One such area could be an infrastructure spending bill, which Clinton has said would be an immediate priority. Ryan, too, has in the past year privately reached out to top Democrats about beginning infrastructure talks, which the U.S. Chamber of Commerce and other pillars of the Republican establishment have championed.

Clinton also would seek to work immediately on an overhaul of immigration law, an issue that Ryan has advocated but that has become anathema in parts of the Republican conference. It is possible that a Trump loss in November could shift political winds in the GOP, creating momentum for Ryan to consider starting discussions.

"It's got to be done in stages and pieces, not some big, massive bill that ends up collapsing under its own weight," Ryan said at the Economic Club about the prospect of an immigration pact next year.

There are other areas of mutual agreement, such as on criminal justice. Clinton and Ryan have expressed concern about mass incarceration and advocated changes to sentencing laws, and there are bipartisan efforts afoot.

Another issue is fighting poverty, something Clinton and Ryan prioritize, although they have clear disagreements on the solutions. Ryan sees it as his personal mission and thrust it to the forefront of the GOP policy agenda. His confidants said he would feel invested in reaching an anti-poverty accord with Clinton.
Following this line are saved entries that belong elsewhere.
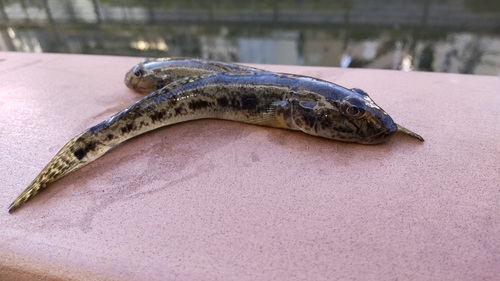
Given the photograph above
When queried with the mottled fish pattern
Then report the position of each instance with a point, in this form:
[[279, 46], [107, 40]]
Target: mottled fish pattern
[[314, 106], [153, 74]]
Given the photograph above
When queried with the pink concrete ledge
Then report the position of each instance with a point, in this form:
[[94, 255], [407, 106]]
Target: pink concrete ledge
[[219, 200]]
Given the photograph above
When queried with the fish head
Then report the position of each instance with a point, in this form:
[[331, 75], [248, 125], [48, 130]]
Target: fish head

Bob Woodson, a veteran community organizer who has mentored Ryan, said he could envision Clinton and Ryan touring beleaguered urban neighborhoods together.

"Paul and I have taken many of these kinds of trips, and he does it in a way where politics isn't part of it," Woodson said. "It won't be easy. She's going to want more government; he's going to want more choice in education and different ways of spending money to tackle these problems. But he's the kind of person who could sit down and come up with five or six concrete steps where there is overlap."

Clinton's selection of Ken Salazar, a former Interior Department secretary and senator from Colorado, as co-chairman of her transition team was seen by some in Washington as a telling signal. "Ken was well known for his ability to work across the aisle," Daschle said. "Just selecting Ken was a strong statement about her desire to govern."

Ryan's friends say a glimmer of hope may be the speaker's aversion to the caustic animus toward the Clintons within his party's ranks - a trait they say traces to his days as a staff member. The Midwesterner has never been comfortable about Clinton conspiracies or sordid accusations, despite his opposition to the Clintons' policies.

"He wasn't like a lot of conservatives his age in the '90s who wanted to dig up Clinton dirt and scandals," said Vin Weber, a former Minnesota congressman who worked with a just-out-of-college Ryan at Empower America, a think tank that has since shuttered. "Rather than talk about Monica Lewinsky, he'd want to crusade against tax increases."

Ryan's unease about Clinton barbs has been evident on the campaign trail and in private fundraisers, where he goes after her policies but not after her personally.

"He's with his party, but he never said that he can't work with her," Weber said. "That's a key distinction. He's certainly not for her - but he has never said he's unwilling to engage."